In the past, Moodysson has contributed films both lighthearted (the sunny commune comedy-drama
Together ) and heartrending (the brutal underage prostitution drama Lilya 4-Ever ). Mammoth sits somewhere in the middle—cynical in its assessment of the human condition, yet hopeful for things like family, love and interconnectedness.

The film’s central plot thread wraps itself around Leo and Ellen Vidales (Gael García Bernal and Michelle Williams), a well-to-do Manhattan couple with a 7-year-old daughter. While mom selflessly serves as an E.R. surgeon at an inner city hospital, dad signs multimillion-dollar deals as the founder of a hotshot video game company. All of this activity leaves little Jackie (Sophie Nyweide) to be raised by the family’s saintly Filipino nanny, Gloria (Marife Necesito).

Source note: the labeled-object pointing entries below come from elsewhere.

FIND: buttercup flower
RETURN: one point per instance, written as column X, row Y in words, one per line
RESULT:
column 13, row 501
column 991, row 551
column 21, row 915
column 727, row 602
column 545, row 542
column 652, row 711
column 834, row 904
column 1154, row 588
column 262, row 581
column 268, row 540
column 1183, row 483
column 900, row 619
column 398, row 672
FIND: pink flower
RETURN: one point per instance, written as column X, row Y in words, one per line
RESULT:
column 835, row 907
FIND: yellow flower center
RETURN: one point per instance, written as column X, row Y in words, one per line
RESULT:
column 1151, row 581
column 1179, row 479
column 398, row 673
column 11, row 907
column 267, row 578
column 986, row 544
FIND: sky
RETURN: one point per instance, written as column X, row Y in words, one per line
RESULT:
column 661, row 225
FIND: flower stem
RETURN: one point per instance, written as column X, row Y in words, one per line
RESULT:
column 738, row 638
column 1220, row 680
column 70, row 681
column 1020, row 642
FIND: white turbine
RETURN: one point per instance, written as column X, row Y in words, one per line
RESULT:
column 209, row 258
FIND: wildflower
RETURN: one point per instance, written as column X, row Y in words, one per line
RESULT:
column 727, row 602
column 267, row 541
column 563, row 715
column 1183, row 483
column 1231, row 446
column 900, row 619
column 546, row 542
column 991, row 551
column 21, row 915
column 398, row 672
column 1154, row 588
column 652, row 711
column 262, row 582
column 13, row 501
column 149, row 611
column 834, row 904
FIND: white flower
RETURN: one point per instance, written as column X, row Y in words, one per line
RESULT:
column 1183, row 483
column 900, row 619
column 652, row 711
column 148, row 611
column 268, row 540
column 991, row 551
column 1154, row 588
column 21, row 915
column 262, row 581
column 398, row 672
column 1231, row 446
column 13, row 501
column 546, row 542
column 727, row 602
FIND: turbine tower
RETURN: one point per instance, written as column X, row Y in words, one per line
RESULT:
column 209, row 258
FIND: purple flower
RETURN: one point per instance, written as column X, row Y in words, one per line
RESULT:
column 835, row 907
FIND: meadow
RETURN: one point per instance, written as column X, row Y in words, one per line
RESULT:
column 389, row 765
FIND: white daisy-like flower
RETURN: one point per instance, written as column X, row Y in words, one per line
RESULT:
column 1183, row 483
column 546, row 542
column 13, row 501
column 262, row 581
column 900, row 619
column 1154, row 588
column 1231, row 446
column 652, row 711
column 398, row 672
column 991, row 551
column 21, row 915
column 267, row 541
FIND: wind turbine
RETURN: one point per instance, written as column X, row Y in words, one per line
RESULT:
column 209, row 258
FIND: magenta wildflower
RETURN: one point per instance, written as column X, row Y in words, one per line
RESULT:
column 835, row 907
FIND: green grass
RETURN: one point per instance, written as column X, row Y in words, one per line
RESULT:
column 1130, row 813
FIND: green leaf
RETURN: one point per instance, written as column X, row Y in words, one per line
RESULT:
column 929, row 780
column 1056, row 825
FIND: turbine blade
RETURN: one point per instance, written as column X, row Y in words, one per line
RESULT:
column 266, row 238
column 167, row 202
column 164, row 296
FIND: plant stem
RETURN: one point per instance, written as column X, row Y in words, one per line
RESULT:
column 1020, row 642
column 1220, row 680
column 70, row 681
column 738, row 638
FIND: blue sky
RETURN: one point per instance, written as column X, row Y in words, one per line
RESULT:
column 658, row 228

Gloria treats Jackie as if she were her own—ironic, considering Gloria has abandoned her own two sons back in Manila to earn a better living here in the U.S.

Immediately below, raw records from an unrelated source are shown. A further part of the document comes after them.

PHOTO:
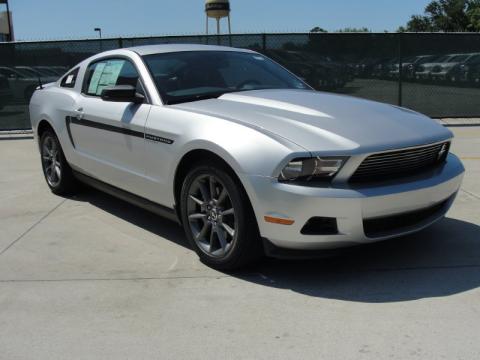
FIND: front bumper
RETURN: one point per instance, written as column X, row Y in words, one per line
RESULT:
column 351, row 206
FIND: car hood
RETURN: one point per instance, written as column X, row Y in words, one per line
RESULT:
column 324, row 122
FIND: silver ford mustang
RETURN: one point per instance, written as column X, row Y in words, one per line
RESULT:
column 246, row 156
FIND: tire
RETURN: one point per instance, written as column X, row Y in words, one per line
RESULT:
column 223, row 231
column 58, row 173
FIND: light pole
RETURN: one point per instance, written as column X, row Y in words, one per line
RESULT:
column 9, row 20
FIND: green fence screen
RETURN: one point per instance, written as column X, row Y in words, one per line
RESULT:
column 434, row 73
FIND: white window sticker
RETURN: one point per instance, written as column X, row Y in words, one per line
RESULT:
column 93, row 86
column 110, row 75
column 69, row 79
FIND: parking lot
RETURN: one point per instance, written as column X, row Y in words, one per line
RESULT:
column 91, row 277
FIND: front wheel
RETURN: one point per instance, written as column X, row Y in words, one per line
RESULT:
column 58, row 173
column 218, row 219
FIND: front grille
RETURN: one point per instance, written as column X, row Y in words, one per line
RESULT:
column 400, row 163
column 389, row 225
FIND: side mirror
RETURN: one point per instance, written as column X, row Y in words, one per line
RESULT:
column 122, row 93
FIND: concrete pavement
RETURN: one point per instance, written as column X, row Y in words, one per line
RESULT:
column 91, row 277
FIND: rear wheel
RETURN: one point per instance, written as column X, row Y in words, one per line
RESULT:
column 218, row 220
column 58, row 173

Although each of the film’s characters are connected, they act as if they’re in separate movies, spinning out in their own wide orbits and rarely interacting face-to-face. Mom wades elbow-deep in blood and domestic abuse working late nights in the E.R. Each troubling case seems to reinforce the knowledge that she’s become increasingly estranged from her daughter. Dad, meanwhile, is halfway around the world in Thailand working on a major business deal and trying to stay in touch with his family via cell phone. Over in the Philippines, Gloria’s preteen sons are becoming increasingly unhappy with their mother’s absence, unable to see the bright future she envisions for them all.

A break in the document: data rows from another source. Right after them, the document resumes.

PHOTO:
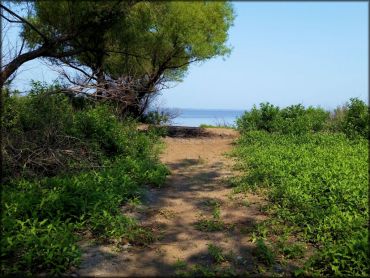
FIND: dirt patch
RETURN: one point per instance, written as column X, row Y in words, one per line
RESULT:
column 197, row 190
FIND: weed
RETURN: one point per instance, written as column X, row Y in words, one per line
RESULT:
column 264, row 253
column 216, row 253
column 317, row 186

Though it’s clearly about the responsibilities of raising children in today’s tough world,
Mammoth isn’t always as pointed as it could be. Starting with the titular metaphor (something about extinct species), it isn’t always easy to work out what Moodysson is getting at. There are times when the story meanders. Leo’s story segment about meeting and interacting with a prostitute in Bangkok takes a particularly long time to fire up. Is this a story about inequality? About economic exploitation of poor Third World nations by rich Americans? Is the Vidales family irresponsible for entrusting the day-to-day rearing of their only child to a relative stranger? Should they give Gloria the boot, quit their breakneck jobs and do the work themselves? Is Gloria a good parent for sacrificing so much to give her kids a better life? Or is she a bad parent for trading close proximity for a big payroll? Moodysson seems to waffle. Perhaps he finds merit in both arguments. That’s logical of him, but not very dramatic.

Despite its rather artificial construction and its heavy pall of upper-middle-class white guilt,
Mammoth has plenty of high points. A scene in which Gloria’s mom drags her grandson to a (very real) Philippine dump for a tragic object lesson hits home as hard as anything Moodysson’s done. Keep in mind, Moodysson’s films aren’t always the most realistic things. They’re like documentaries threatening to morph into modern-day Grimm’s Fairy Tales on a moment’s notice. Mammoth has that same, precarious, “I’m not quite buying this” air. And yet it holds together thanks to some lovely cinematography (especially in the Thai segments) and some solid acting (particularly on the part of Necesito and the young boy playing her eldest son). Moodysson could have thought this through a little more. He could have begged for sympathy a bit less. He could have let the story unfold more organically. But when the man strikes a nerve, he does it resoundingly.